It’s tempting for New York City to greet last week’s Sixth Avenue killing of UnitedHealthcare chief Brian Thompson with macabre relief: It’s never good to have someone fatally shot on the street, but at least this crime wasn’t yet another “random” attack.
The poor guy, whether for a personal, business or ideological reason, could have been targeted anywhere.
Wrong: Put in context, it’s yet another blow for a fragile Gotham.
Yes, New York, as a high-profile global magnet for superstars and business and political leaders, has always had more than its fair share of assassinations: John Lennon, Meir Kahane.
But each such incident must be seen in its context. Is a particular assassination just another bullet point of lawlessness in a dangerous, unpleasant city, or is it an aberration in an otherwise safe, pleasant city?
When Lennon was killed, in 1980, Gotham had 1,814 murders; as for broader felonies, the New York Times called it “the worst year of crime in New York City history.”
In 1990, when Kahane was killed, the city had gotten even worse: 527,257 felonies, including 2,262 murders. Nobody was safe, so why should important people be any different?
After 1990, crime, including murder, steadily fell until 2019.
Now, Thompson’s sidewalk murder in the heart of Midtown punctuates nearly five years of rising crime and disorder.
After nearly three decades of sure decline, murder rose 53% between 2019 and 2021, the highest such rise in such a short time on record. Murder is still 14% above 2019 levels, and there’s no sign we’ll get back there anytime soon. Felonies are 30% higher than in 2019.
And random chaos reigns: Thompson’s killing came barely two weeks after Ramon Rivera, sprung on no-bail supervised release on a recent theft charge, after having just served a months-long sentence in Rikers for repeat thefts and burglaries, stabbed three stangers to death across core Manhattan.
And Thompson’s killing came the day before one teenage migrant fatally stabbed another, also in core Manhattan — a five-minute walk from City Hall Park, a place generally teeming with armed officers.
Murder in the southern half of Manhattan, including Midtown and downtown, with 23 killings so far this year, is 80% higher than the average annual total between 2015 and 2019.
In the 2010s, with crime steadily falling and the city’s streets feeling generally safe, the fact that a masked man could shoot an executive right in front of a marquee Midtown hotel as the sun is rising might have been dismissed as an aberration.
Plus, the perpetrator was masked. Until early 2020, the video of a masked perpetrator would have seemed jarring, out of place in New York.
Now, men on mopeds and e-bikes whiz by us fully masked every day — and not because of the weather or COVID.
Even the sight of a fully masked man lurking in the alley between Sixth and Seventh avenues does not arouse suspicion, at least no more than we’ve all learned to walk around with over the past half-decade.
There’s another reason why the Thompson killing is a bad sign for New York: The open-air execution of a top executive has spurred the finance and business world to beef up security.
They don’t know yet if the Thompson killing is a one-off, or the start of a terror campaign against CEOs.
Tight security is not easy in a dense city like New York.
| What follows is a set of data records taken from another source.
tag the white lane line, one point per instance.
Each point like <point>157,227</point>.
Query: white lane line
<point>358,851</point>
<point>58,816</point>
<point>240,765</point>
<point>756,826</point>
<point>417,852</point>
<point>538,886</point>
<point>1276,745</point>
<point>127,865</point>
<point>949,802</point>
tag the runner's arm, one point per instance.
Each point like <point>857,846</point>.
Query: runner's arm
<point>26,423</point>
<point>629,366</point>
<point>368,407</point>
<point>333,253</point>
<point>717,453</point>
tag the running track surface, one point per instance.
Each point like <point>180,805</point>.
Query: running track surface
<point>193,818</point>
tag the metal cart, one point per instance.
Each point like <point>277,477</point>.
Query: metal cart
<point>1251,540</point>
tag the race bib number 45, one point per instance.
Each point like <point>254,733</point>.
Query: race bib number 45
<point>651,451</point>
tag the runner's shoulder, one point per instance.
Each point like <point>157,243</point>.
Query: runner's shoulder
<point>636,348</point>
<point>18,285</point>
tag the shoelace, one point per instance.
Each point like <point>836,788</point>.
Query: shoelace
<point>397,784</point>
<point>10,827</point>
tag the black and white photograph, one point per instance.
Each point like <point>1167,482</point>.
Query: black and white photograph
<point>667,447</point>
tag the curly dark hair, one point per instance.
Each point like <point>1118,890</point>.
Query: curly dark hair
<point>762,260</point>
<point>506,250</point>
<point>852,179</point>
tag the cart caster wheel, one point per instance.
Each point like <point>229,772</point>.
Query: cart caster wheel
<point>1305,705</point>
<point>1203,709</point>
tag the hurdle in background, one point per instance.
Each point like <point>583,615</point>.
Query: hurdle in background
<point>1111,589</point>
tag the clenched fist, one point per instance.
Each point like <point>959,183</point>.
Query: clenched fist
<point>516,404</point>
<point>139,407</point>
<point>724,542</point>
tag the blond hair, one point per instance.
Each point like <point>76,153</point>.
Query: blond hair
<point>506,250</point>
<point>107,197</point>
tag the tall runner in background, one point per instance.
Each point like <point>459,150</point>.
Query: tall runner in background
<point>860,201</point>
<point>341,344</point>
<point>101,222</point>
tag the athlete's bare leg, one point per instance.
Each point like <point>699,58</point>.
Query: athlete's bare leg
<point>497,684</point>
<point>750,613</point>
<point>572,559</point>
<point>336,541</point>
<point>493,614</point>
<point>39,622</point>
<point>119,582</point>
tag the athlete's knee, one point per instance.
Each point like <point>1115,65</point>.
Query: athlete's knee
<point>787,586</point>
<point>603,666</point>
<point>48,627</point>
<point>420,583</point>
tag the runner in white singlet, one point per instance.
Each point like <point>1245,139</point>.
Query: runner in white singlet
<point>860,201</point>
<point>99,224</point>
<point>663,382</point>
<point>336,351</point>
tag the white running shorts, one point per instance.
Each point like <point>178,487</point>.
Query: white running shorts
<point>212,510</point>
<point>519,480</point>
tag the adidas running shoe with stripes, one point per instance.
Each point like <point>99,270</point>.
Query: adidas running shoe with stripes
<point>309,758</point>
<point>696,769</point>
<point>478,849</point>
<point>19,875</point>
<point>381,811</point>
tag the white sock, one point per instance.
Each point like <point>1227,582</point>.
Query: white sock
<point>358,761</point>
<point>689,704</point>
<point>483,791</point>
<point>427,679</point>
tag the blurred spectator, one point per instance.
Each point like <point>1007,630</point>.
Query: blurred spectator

Yes, hotel conferences can scan attendees’ badges, and more executives can travel around in SUVs with blacked-out windows straight into hotel and business garages.
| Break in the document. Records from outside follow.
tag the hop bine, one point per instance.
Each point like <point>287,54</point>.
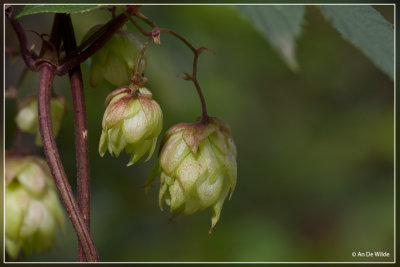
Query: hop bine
<point>27,116</point>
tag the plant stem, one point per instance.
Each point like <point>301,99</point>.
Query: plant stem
<point>117,23</point>
<point>136,78</point>
<point>81,133</point>
<point>28,56</point>
<point>196,52</point>
<point>53,159</point>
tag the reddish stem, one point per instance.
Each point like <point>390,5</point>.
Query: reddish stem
<point>46,77</point>
<point>81,133</point>
<point>28,57</point>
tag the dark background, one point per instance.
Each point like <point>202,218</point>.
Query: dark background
<point>315,148</point>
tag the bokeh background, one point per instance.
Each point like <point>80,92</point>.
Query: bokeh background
<point>315,148</point>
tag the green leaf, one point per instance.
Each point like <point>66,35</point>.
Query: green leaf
<point>280,25</point>
<point>69,9</point>
<point>368,30</point>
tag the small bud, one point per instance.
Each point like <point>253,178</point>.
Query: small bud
<point>27,117</point>
<point>198,167</point>
<point>32,208</point>
<point>115,61</point>
<point>132,121</point>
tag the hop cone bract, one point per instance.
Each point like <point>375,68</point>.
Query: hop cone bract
<point>132,121</point>
<point>198,167</point>
<point>32,207</point>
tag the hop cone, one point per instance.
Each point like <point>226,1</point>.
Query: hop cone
<point>32,208</point>
<point>198,167</point>
<point>27,117</point>
<point>132,121</point>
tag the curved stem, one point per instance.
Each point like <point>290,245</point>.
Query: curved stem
<point>81,133</point>
<point>136,79</point>
<point>196,52</point>
<point>53,159</point>
<point>193,77</point>
<point>28,57</point>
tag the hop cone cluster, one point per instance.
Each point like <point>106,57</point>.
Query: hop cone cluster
<point>27,116</point>
<point>32,208</point>
<point>198,167</point>
<point>132,121</point>
<point>116,60</point>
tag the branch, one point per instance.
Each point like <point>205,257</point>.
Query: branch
<point>28,56</point>
<point>196,52</point>
<point>53,159</point>
<point>114,26</point>
<point>81,133</point>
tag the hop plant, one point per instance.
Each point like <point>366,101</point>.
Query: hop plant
<point>27,116</point>
<point>116,60</point>
<point>132,121</point>
<point>32,207</point>
<point>198,167</point>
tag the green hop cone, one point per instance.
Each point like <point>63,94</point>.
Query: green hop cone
<point>116,60</point>
<point>132,121</point>
<point>32,208</point>
<point>198,167</point>
<point>27,116</point>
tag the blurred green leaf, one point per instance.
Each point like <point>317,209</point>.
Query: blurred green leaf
<point>368,30</point>
<point>280,25</point>
<point>70,9</point>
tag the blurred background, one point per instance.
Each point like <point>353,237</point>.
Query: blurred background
<point>315,147</point>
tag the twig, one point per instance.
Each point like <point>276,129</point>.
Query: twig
<point>81,133</point>
<point>28,56</point>
<point>136,76</point>
<point>46,76</point>
<point>113,28</point>
<point>196,52</point>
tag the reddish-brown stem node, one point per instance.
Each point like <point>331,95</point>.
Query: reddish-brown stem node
<point>81,131</point>
<point>137,78</point>
<point>46,77</point>
<point>28,56</point>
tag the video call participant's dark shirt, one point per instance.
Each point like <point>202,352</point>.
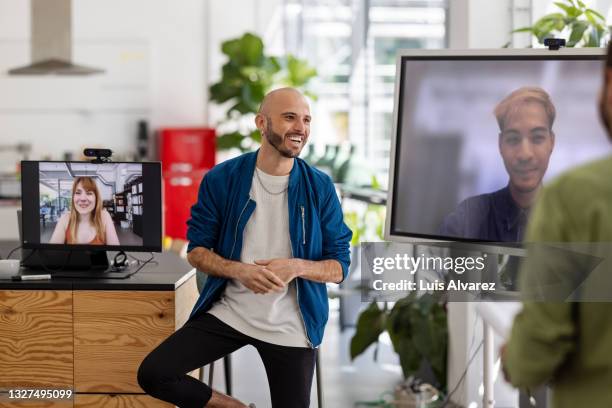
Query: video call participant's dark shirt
<point>488,217</point>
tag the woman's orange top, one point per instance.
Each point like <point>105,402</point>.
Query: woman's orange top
<point>95,241</point>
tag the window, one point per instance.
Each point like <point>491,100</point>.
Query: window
<point>353,45</point>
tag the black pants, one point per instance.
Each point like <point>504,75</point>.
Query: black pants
<point>204,339</point>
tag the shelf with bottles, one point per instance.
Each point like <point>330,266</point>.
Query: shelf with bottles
<point>109,205</point>
<point>134,190</point>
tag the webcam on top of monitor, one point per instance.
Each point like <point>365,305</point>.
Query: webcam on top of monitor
<point>99,155</point>
<point>554,44</point>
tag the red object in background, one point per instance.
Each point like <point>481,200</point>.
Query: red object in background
<point>187,149</point>
<point>186,155</point>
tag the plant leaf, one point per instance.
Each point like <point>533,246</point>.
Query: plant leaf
<point>571,11</point>
<point>577,33</point>
<point>369,326</point>
<point>596,14</point>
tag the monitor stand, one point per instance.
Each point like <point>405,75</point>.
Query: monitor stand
<point>92,264</point>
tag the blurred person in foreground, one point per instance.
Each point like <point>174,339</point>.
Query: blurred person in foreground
<point>568,345</point>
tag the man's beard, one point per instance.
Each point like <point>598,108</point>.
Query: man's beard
<point>276,141</point>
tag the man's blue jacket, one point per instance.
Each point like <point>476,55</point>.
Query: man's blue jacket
<point>316,228</point>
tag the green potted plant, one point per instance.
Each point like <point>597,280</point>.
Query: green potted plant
<point>580,25</point>
<point>246,78</point>
<point>417,326</point>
But this type of security isn’t ironclad: Most hotels are still relatively open spaces, allowing for people to meet in lobbies and restaurants, and many older office buildings and private residences don’t have door-to-door garage access.
Nor is this type of security convenient: There’s a reason why the myth used to be that millionaires and paupers alike ride the subway.
If the level of security you need dictates that you never enter a crowded, or even uncrowded, space with any strangers — that you literally cannot cross the street from one hotel sidewalk to another without risking your life — then New York is not the place for you.
Your business is better off setting up shop, or holding conferences, on a car-based suburban campus where you can easily control and monitor access.
That’s not New York’s fault, just as 9/11, which caused businesses to briefly rethink skyscraper life, was not New York’s fault.
But failing to control things within our control — the general level of crime and disorder — means that the things we can’t control have a worse impact: It’s not one thing or another, but all of them at once.
Nicole Gelinas is a contributing editor to the Manhattan Institute’s City Journal.